Back on Broadway: The Hillary Clinton Show Returns
Hillary Clinton gave a press conference for the ages Tuesday—and one that could remind voters that she is from another age politically.
Clinton's team gave the press little advance notice, resulting in snarkier than usual coverage. Then the former secretary of state, senator and first lady showed up late for the press conference.
While everyone anticipated an explanation of her emails, Clinton opened with remarks about females. The Democrat who would like to be the first woman to serve as president of the United States thanked the United Nations for "putting the challenge of gender equality front and center on the international agenda."
Clinton then shifted her focus to a mode of communication that predated email: snail mail. She addressed the Senate Republicans' letter to Iran, calling the missive "out of step with the best traditions of American leadership." She said, "[O]ne has to ask, what was the purpose of this letter?"
Treason, or something awfully close, Clinton answered her own question. "There appear to be two logical answers," she said. "Either these senators were trying to be helpful to the Iranians or harmful to the commander-in-chief in the midst of high-stakes international diplomacy."
You can think the letter was unhelpful and that most Senate Republicans' Iran views risk another Iraq-like disaster, as I do, and still marvel at Clinton's brazenness.
Then we got to the main event. About half of her emails were personal and not handed over to the State Department. Clinton and her team made the decisions as to what was too personal to hand over. The server hosting these emails is private and won't be handed over. She took about ten questions and was gone.
Not likely to put the questions to rest. But there were some familiar Clintonian tics at work here. (Though Hillary did demur when asked if she "were a man today, would all this fuss being made be made?")
When Bill Clinton finally confessed his relationship with Monica Lewinsky to the public, he still angrily asserted he had a right to privacy.
"Even presidents have private lives," said the forty-second president of the United States. "It is time to stop the pursuit of personal destruction and the prying into private lives and get on with our national life."
Hillary didn't raise the specter of a vast right-wing conspiracy practicing the politics of personal destruction, though some of her longtime surrogates and apologists have.
But she did imply that this was a whole lot of snooping into personal matters that are none of the public's business. These were "emails about planning Chelsea’s wedding or my mother’s funeral arrangements, condolence notes to friends as well as yoga routines, family vacations, the other things you typically find in inboxes."
Are you the kind of person who wants to gawk at wedding-planning messages or harass Hillary as she was burying her mother? If so, you are like Ken Starr, with a salacious interest in people's private sex lives.

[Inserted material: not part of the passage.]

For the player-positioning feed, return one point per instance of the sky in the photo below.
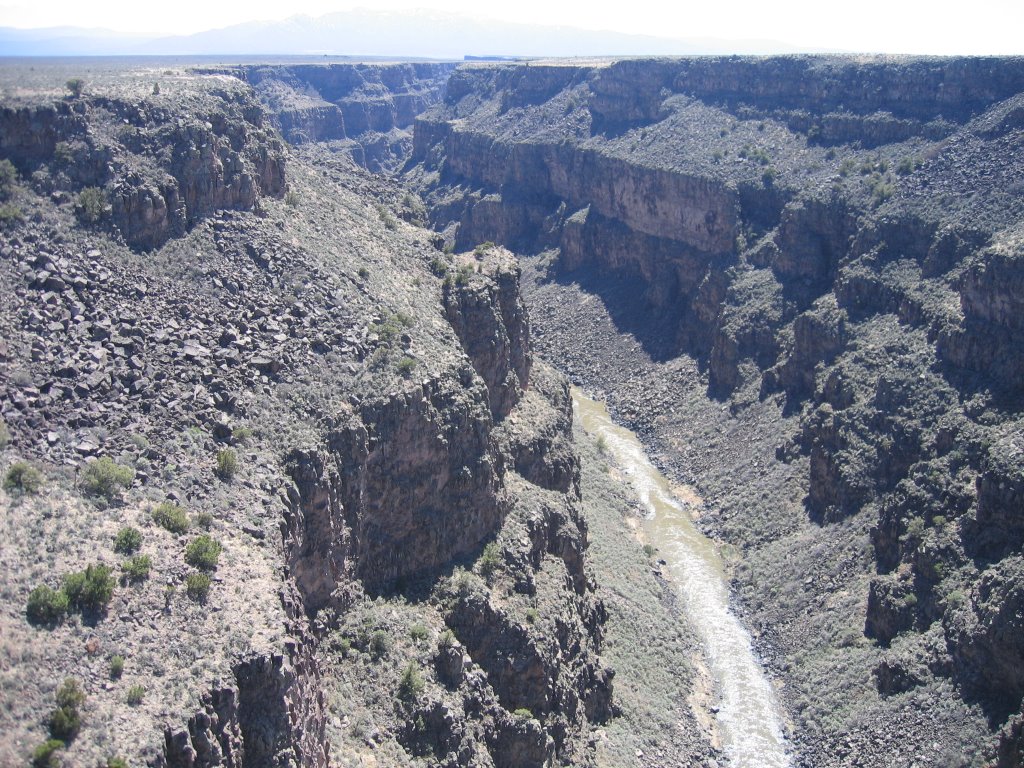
(982, 27)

"No one wants their personal emails made public, and I think most people understand that and respect that privacy," Clinton said. Just as no one would want their personal indiscretions made public.

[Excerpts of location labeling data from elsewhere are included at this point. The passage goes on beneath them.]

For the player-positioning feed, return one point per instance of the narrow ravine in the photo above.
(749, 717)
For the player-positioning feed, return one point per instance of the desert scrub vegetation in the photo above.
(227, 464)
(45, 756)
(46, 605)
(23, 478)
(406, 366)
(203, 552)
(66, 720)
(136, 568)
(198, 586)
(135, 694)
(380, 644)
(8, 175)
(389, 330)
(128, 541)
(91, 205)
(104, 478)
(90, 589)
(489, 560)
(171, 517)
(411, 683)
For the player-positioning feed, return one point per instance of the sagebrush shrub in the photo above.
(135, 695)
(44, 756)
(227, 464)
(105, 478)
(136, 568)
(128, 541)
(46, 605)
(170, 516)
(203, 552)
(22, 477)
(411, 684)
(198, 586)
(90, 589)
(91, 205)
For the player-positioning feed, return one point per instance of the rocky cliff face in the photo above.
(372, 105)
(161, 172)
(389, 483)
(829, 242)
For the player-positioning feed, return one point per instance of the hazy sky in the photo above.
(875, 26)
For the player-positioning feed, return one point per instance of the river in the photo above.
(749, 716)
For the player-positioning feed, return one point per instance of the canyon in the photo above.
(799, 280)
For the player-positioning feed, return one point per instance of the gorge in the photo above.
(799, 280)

Appealing to people's sense that some investigations are unseemly invasions of their subjects' personal space is one of the main things the Clintons did to survive their scandals during the 1990s. Hillary reportedly thought it was a mistake to accede to an independent counsel, so she will be especially reluctant to give the Republicans any quarter.
The second thing the Clintons did was talk about what a distraction such investigations were from their important public business. Hillary wasn't heavy-handed about this in her press conference, but her remarks were peppered with references to all the important things she did at the State Department and through her foundation.

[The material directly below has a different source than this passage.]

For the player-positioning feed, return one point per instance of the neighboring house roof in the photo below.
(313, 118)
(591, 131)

"I am very proud of the work that I and my colleagues and our public servants at the department did during my four years as secretary of state, and I look forward to people being able to see that for themselves," she said.
Clinton even said the reason for her unorthodox email practices was "convenience," the need to expedite her work. (Never mind that having to sort through a bunch of emails that would otherwise have been captured by the government for transparency purposes and sending printouts via regular mail doesn't sound very convenient.)
The third thing the Clintons did to get through scandals was to vocally assert that their detractors had done a lot of digging without finding anything. Clinton didn't do this Tuesday, though some of her defenders did. Howard Dean referred to the email controversy as a "nothing story."
All of these tactics worked back in the 1990s. The question is whether they will still work today, in a very different time.